Residents of long-term care facilities are at increased risk for serious outcomes of COVID-19. As vaccines are now being offered to this priority population, the Government of Canada is investing over $2 million through Canada’s COVID-19 Immunity Task Force (CITF) for two studies in British Columbia (BC) and Alberta which will investigate how the immune systems of elderly residents and staff in these facilities respond to COVID-19 infection and vaccination.
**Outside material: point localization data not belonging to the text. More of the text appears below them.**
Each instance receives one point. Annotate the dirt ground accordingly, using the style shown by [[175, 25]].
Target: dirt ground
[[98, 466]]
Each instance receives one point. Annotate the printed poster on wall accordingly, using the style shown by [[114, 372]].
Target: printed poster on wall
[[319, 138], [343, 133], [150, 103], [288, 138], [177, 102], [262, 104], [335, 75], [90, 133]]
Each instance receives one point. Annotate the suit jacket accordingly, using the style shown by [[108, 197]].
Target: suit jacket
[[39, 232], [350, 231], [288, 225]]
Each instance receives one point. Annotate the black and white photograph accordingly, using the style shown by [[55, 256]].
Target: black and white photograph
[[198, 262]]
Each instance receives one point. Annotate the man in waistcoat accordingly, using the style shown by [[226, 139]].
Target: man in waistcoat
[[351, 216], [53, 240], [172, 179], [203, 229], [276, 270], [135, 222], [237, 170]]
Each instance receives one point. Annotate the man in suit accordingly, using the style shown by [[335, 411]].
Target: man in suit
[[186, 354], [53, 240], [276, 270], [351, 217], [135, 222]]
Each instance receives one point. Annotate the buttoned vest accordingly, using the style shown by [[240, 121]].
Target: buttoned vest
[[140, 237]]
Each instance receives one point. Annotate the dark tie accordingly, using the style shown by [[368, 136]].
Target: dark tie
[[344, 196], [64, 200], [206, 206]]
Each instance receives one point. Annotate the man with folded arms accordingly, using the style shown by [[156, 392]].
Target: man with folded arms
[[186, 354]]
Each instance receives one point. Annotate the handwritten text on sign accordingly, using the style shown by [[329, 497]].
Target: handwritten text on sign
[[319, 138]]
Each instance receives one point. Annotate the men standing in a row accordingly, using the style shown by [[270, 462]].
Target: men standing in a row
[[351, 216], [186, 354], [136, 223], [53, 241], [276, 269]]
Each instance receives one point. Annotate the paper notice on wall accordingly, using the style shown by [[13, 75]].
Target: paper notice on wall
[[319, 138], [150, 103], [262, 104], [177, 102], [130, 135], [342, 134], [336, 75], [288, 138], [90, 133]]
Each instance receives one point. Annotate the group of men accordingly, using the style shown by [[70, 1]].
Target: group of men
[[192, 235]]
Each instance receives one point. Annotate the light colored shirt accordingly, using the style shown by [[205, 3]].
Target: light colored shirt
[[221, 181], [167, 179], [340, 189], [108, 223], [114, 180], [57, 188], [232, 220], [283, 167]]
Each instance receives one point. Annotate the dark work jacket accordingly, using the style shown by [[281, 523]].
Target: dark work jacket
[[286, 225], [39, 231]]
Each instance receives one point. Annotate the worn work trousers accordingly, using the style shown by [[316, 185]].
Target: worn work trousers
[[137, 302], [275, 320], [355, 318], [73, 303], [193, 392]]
“These long-term care studies are critically important for a number of reasons,” says Mel Krajden, MD, FRCPC, CITF Leadership Group member. He is also the Medical Director of BC Centre for Disease Control Public Health Laboratory, and Professor, Pathology and Laboratory Medicine, University of British Columbia. “Residents who are exposed can now help us understand more about how immunity develops, and why elderly individuals have been so vulnerable to the virus,” he continues. “With vaccine rollout underway, we need to collect evidence now about how the immune systems of elderly people react to vaccines so that we can make the best use of vaccination to protect them.”
The objective of the first study, led by researchers from the University of British Columbia (UBC), Providence Health Care, Simon Fraser University, and the BC Centre for Excellence in HIV/AIDS, is to investigate how elderly peoples’ immune systems respond to COVID-19 vaccines. The researchers will also assess the viral, immunological and social factors that have contributed to COVID-19 outbreaks in long-term care facilities, to better understand why the disease has been fatal to so many residents.